[Numpy-discussion] Re: Bytes Object and Metadata

Sat Mar 26 23:23:30 EST 2005

Scott Gilbert wrote:

>Adding metadata at the buffer object level causes problems for "view"
>semantics.  Let's say that everyone agreed what "itemsize" and "itemtype"
>meant:
>
>    real_view = complex_array.real
>
>The real_view will have to use a new buffer since they can't share the old
>one.  The buffer used in complex_array would have a typecode like
>ComplexDouble and an itemsize of 16.  The buffer in real_view would need a
>typecode of Double and an itemsize of 8.  If metadata is stored with the
>buffer object, it can't be the same buffer object in both places.
>  
>
This is where having "strides" metadata becomes very useful.   Then, 
real_view would not have
to be a copy at all, unless the coder didn't want to deal with it.  

>Another case would be treating a 512x512 image of 4 byte pixels as a
>512x512x4 image of 1 byte RGBA elements.  Or even coercing from Signed to
>Unsigned.
>  
>
Why not?  A different bytes object could point to the same memory but 
the different metadata would say "treat this data differently"

>
>The bytes object as proposed does allow new views to be created from other
>bytes objects (sharing the same memory underneath), and these views could
>each have separate metadata, but then you wouldn't be able to have arrays
>that used other types of buffers.  
>  
>
I don't see why not.  Your argument is not clear to me.
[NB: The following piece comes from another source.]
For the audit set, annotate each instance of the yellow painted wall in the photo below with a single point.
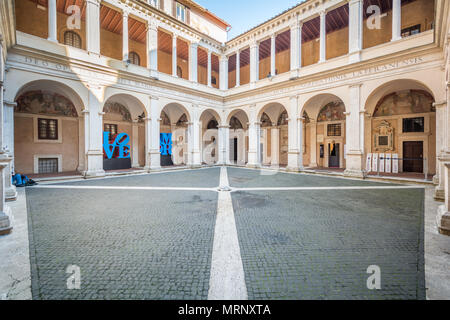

>The bytes object shouldn't create views from arbitrary other buffer objects
>because it can't rely on the general semantics of the PyBufferProcs
>interface.  The foreign buffer object might realloc and invalidate the
>pointer for instance...  The current Python "buffer" builtin does this, and
>the results are bad.  So creating a bytes object as a view on the mmap
>object doesn't work in the general case.
>  
>
This is a problem with the objects that expose the buffer interface.   
The C-API could be more clear that you should not "reallocate" memory if 
another array is referencing you.  See the arrayobject's resize method 
for an example of how Numeric does not allow reallocation of the memory 
space if another object is referencing it.     I suppose you could keep 
track separately in the object of when another object is using your 
memory, but the REFCOUNT works for this also (though it is not so 
specific, and so you would miss cases where you "could" reallocate but 
this is rarely used in arrayobject's anyway).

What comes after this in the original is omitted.